In this study, we have compared 51 patients with NMIBC and 47 healthy controls as Cohort 1 to explore the clinical relevance of altered urinary microbiota with the development of NMIBC. Then, the functional composition of the urinary microbiome was compared between NMIBC patients and controls by COG and KEGG pathway analysis. Eubacterium sp. CAG:581 was confirmed to promote the growth of NMIBC organoids by activating ECM1/ERK1/2 phosphorylation/MMP9. Lastly, we used multivariate Cox modeling to investigate the clinical relevance of urinary Eubacterium sp. CAG:581 abundance with the prognosis of 406 NMIBC patients as Cohort 2, which suggested that urinary Eubacterium sp. CAG:581 could be used for the early diagnosis and prognosis of NMIBC. Therefore, the phosphorylation of ERK1/2 signaling could regulate numerous transcription factors, which are known to activate the transcription of a broad number of MMPs. Herein, we found that inhibiting ERK1/2 phosphorylation resulted in decreased MMP-9 expression, indicating the mediation of ERK1/2 in promoting NMIBC progression. A similar study performed by Lee et al. showed tandem decreases in MMP-9 mRNA levels following the inhibition of ERK1/2 phosphorylation in rhabdomyosarcoma, fibrosarcoma, bladder, colon, and prostate carcinoma cells [41], which is in accordance with the results for the NMIBC patients of this study. In addition, as the amount of Eubacterium sp. CAG:581 has influenced the expression of ERK1/2 phosphorylation and MMP9, ECM1 is also positioned as a potential therapeutic target for the functional transcriptional network with Eubacterium sp. CAG:581-induced NMIBC migration and invasion.
The normal flora of microbial colonies has developed over a long historical evolutionary process and reside both outside and inside the human body. Microbial flora exists in the oral cavity, urinary tract, and intestinal tract. These florae have been found to have a tremendous effect on their hosts.

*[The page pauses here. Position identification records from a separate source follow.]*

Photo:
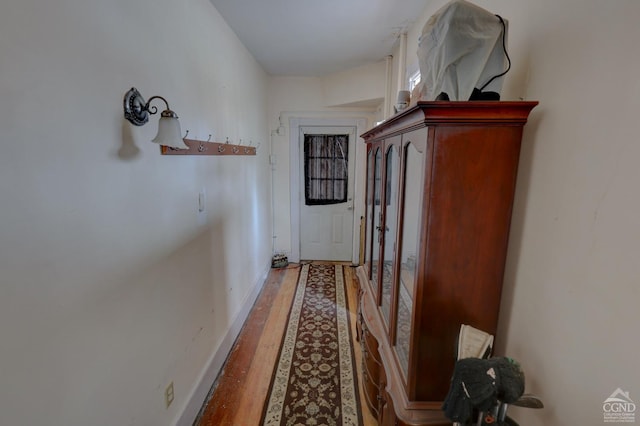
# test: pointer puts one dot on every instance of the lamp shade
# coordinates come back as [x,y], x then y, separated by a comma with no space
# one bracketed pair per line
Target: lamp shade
[169,133]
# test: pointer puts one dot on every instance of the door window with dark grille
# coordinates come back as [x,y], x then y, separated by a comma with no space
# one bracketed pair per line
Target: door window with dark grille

Intestinal flora has been widely used in the early-stage diagnosis of neurodegenerative diseases, mood disorders, and lung diseases, as well as in predicting the recurrence of digestive tract cancers [42,43,44]. In recent studies, a wealth of research on urinary flora has confirmed that bacteria in urine may play an essential role in many urinary disorders, such as urge incontinence [45]. The study of Thomas White et al. found that bacterial diversity of urinary flora was associated with high body mass index, hormonal status, and symptoms of urge incontinence [46]. Several studies of bioinformatics analysis have also shown that among NMIBC patients, the relative abundance of Sphingomonas, Immunobacterium, Aeromonas, and Bacillus spp. in the urinary flora of the tumor group was significantly higher than in the control group [11,47]. However, more detailed underlying validation is required for these predictions. In this study, MMP9 served as the downstream executor of NMIBC growth. It belongs to the family of zinc-dependent endopeptidases with proteolytic activity against extracellular matrix components and involved in numerous physiological and pathological processes, including tissue remodeling, embryonic development, tumor growth, and metastasis [48,49]. Previous studies have revealed that MMP-9 is involved into the whole process of pathogenesis in bladder cancer [48,50,51]; however, the present study has only focused on the occurrence of NIMBC. We are constructing a cohort to compare NMIBC patients and MIBC patients for further validating the Eubacterium sp. CAG:581 signature in the conversion from NMIBC into MIBC.

5. Conclusions

In conclusion, understanding the mechanisms contributed by urine bacterium to NMIBC development has the potential to improve its early-stage diagnostic decisions. This study presents a novel mechanism of Eubacterium sp. CAG:581 in upregulating the ECM1–MMP9 axis and identifies Eubacterium sp. CAG:581 to be clinically useful in predicting the occurrence of NMIBC.

Supplementary Materials

The following supporting information can be downloaded at: https://www.mdpi.com/article/10.3390/cancers15030809/s1, Figure S1: Uncropped western blotting gels; Figure S2: Quantified grayscale ratio for western blot bands of Figure 3B (A) and Figure 3C (B); Table S1: Baseline information of NMIBC patients (n = 51) and healthy control participants (n = 47) in the Cohort 1; Table S2: Baseline information of NMIBC patients (n = 406) and healthy control participants (n = 398) in the Cohort 2; Table S3: Reagents and Materials; Table S4: Primers for RT-qPCR assay.

Author Contributions

The writing of the manuscript was completed by Y.Z. and W.W.; Y.C. has conceived the whole study; experiments were performed by Y.Z. and H.Z.; and data collection was conducted by W.W. All authors have discussed the results and reviewed the manuscript. All authors have read and agreed to the published version of the manuscript.

Funding

This project was supported by the National Natural Science Foundation of China (82204515), the National High Level Hospital Clinical Research Funding (Research Achievement Transformation Project of Peking University First Hospital) (2022RT04), and the Research Seed Fund of Peking University First Hospital (2022SF04).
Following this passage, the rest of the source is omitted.